Git Inbox Mirror of the ffmpeg-devel mailing list - see https://ffmpeg.org/mailman/listinfo/ffmpeg-devel
 help / color / mirror / Atom feed
* [FFmpeg-devel] [PATCH] Revert "avutil/tx_template: extend to 2M" (PR #21184)
@ 2025-12-13  7:31 Zhao Zhili via ffmpeg-devel
  0 siblings, 0 replies; only message in thread
From: Zhao Zhili via ffmpeg-devel @ 2025-12-13  7:31 UTC (permalink / raw)
  To: ffmpeg-devel; +Cc: Zhao Zhili

PR #21184 opened by Zhao Zhili (quink)
URL: https://code.ffmpeg.org/FFmpeg/FFmpeg/pulls/21184
Patch URL: https://code.ffmpeg.org/FFmpeg/FFmpeg/pulls/21184.patch

This reverts commit 8f48a62, 9af8782, and bd3e71b.

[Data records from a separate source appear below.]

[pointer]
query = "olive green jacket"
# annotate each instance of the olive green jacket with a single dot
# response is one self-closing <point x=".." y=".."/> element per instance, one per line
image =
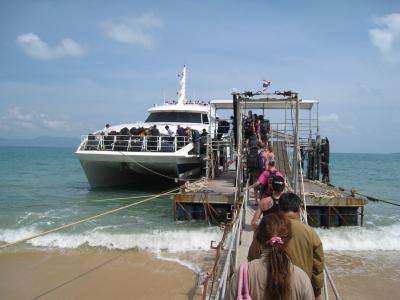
<point x="305" y="251"/>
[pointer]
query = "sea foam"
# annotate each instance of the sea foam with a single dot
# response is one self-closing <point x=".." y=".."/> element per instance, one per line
<point x="361" y="238"/>
<point x="173" y="241"/>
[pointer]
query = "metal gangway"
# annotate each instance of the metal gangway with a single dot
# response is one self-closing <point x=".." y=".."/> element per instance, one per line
<point x="288" y="141"/>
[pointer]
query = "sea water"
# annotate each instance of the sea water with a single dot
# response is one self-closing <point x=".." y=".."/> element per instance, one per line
<point x="44" y="188"/>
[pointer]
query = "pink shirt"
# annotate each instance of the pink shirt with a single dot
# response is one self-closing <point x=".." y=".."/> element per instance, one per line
<point x="263" y="179"/>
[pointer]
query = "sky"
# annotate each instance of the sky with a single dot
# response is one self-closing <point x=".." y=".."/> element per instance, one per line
<point x="69" y="67"/>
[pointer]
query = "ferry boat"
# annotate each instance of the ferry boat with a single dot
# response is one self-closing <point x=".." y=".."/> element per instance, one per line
<point x="123" y="154"/>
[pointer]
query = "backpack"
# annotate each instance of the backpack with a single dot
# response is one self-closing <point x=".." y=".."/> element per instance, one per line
<point x="261" y="162"/>
<point x="195" y="135"/>
<point x="265" y="127"/>
<point x="243" y="282"/>
<point x="266" y="189"/>
<point x="248" y="126"/>
<point x="253" y="143"/>
<point x="252" y="159"/>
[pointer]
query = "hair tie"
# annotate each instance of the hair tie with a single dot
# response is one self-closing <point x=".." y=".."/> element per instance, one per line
<point x="275" y="240"/>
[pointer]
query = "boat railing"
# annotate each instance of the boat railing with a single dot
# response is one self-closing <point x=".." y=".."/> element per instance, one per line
<point x="133" y="143"/>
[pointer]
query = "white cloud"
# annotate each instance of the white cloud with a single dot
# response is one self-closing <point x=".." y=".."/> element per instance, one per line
<point x="387" y="37"/>
<point x="34" y="47"/>
<point x="332" y="117"/>
<point x="133" y="30"/>
<point x="15" y="118"/>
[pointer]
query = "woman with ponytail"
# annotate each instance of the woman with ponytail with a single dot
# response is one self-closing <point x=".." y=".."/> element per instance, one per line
<point x="273" y="276"/>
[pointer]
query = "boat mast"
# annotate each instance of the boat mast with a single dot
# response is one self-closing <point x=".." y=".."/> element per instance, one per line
<point x="182" y="83"/>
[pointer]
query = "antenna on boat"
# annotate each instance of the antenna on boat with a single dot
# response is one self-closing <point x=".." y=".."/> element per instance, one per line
<point x="182" y="83"/>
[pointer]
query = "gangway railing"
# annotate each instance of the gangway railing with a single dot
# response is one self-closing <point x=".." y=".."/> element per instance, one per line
<point x="133" y="143"/>
<point x="232" y="252"/>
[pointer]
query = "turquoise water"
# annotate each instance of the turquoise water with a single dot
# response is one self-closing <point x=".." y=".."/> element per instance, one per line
<point x="43" y="188"/>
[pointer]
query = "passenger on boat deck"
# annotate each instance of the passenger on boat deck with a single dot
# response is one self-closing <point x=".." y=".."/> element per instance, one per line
<point x="268" y="156"/>
<point x="154" y="131"/>
<point x="305" y="248"/>
<point x="271" y="203"/>
<point x="273" y="276"/>
<point x="264" y="180"/>
<point x="169" y="131"/>
<point x="106" y="129"/>
<point x="180" y="132"/>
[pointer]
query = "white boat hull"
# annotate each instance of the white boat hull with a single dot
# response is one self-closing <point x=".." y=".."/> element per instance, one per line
<point x="114" y="168"/>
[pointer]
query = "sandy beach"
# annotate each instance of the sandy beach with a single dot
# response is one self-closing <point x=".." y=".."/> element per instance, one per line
<point x="92" y="274"/>
<point x="367" y="275"/>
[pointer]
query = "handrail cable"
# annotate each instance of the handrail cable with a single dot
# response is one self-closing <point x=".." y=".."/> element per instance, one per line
<point x="374" y="199"/>
<point x="76" y="202"/>
<point x="148" y="169"/>
<point x="236" y="229"/>
<point x="305" y="220"/>
<point x="86" y="219"/>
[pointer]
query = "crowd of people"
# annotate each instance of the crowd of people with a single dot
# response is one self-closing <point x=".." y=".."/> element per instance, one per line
<point x="286" y="258"/>
<point x="118" y="140"/>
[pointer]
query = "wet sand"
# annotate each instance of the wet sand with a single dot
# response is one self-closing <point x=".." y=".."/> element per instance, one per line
<point x="105" y="274"/>
<point x="93" y="274"/>
<point x="367" y="275"/>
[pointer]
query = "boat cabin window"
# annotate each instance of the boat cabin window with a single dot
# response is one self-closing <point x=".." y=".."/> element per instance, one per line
<point x="174" y="116"/>
<point x="205" y="119"/>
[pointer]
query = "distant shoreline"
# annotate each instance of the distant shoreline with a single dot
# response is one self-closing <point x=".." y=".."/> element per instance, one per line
<point x="68" y="142"/>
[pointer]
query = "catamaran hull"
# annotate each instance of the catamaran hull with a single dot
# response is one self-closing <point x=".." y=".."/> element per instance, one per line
<point x="106" y="169"/>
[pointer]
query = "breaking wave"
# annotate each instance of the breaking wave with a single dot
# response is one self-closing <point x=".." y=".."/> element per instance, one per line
<point x="157" y="241"/>
<point x="361" y="238"/>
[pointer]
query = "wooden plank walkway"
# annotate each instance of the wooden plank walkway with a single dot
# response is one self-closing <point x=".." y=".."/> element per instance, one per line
<point x="247" y="232"/>
<point x="282" y="160"/>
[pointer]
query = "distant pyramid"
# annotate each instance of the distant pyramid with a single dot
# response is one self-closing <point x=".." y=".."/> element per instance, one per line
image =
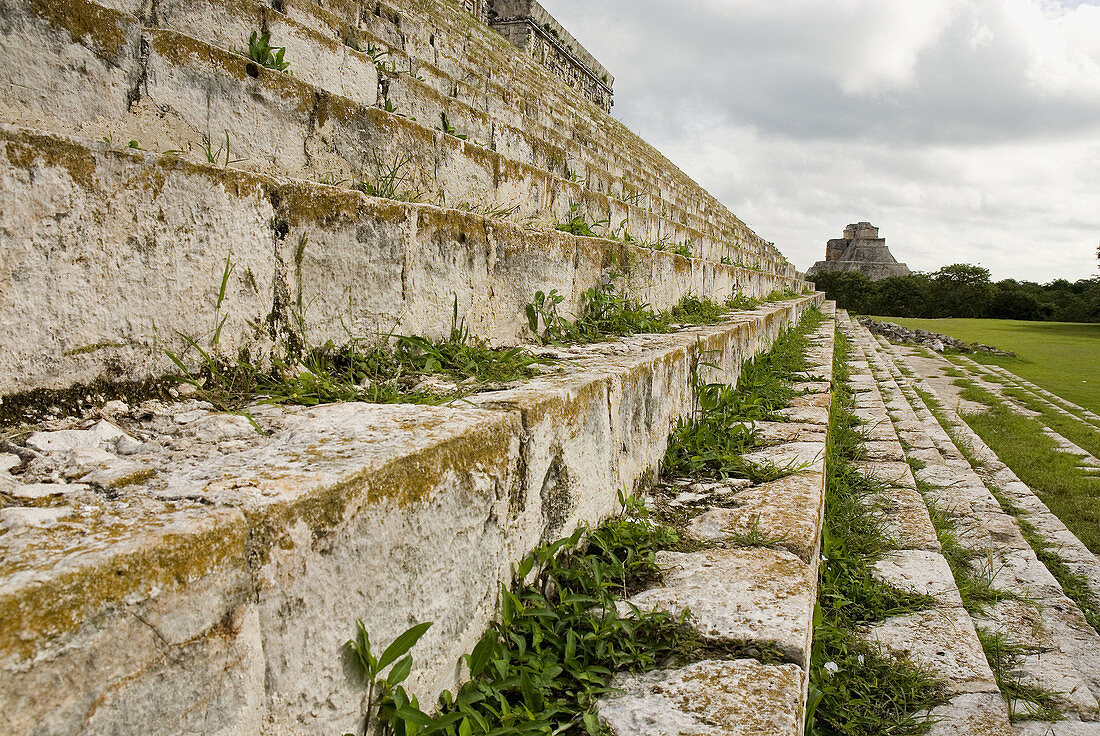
<point x="860" y="250"/>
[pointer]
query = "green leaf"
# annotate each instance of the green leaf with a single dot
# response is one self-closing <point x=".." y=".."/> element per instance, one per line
<point x="403" y="644"/>
<point x="414" y="715"/>
<point x="483" y="651"/>
<point x="399" y="671"/>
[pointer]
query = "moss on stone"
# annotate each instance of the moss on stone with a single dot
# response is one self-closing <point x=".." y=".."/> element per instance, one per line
<point x="37" y="612"/>
<point x="107" y="32"/>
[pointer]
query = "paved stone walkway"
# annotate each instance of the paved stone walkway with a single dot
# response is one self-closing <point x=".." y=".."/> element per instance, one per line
<point x="1064" y="650"/>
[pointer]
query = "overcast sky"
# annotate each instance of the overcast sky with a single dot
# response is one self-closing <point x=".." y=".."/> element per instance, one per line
<point x="967" y="130"/>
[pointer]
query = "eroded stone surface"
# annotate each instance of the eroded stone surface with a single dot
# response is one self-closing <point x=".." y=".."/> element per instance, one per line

Commit 8f48a62 extends tx to 2M, resulting in the tx_float bss
section reaching a size of 4M.

This isn't a issue on devices with normal memory sizes and OS
supporting virtual memory. But it's a real issue for embedded devices
with realtime OS, which may not support virtual memory, e.g., Nuttx.
This 4M of bss section map to physical memory directly, which is a
scarce resource on embedded devices.


>From 07b26f98e9eb3a2429a439a72e90ac29f28c1658 Mon Sep 17 00:00:00 2001
From: Zhao Zhili <zhilizhao@tencent.com>
Date: Sat, 13 Dec 2025 12:53:58 +0800
Subject: [PATCH] Revert "avutil/tx_template: extend to 2M"

This reverts commit 8f48a62, 9af8782, and bd3e71b.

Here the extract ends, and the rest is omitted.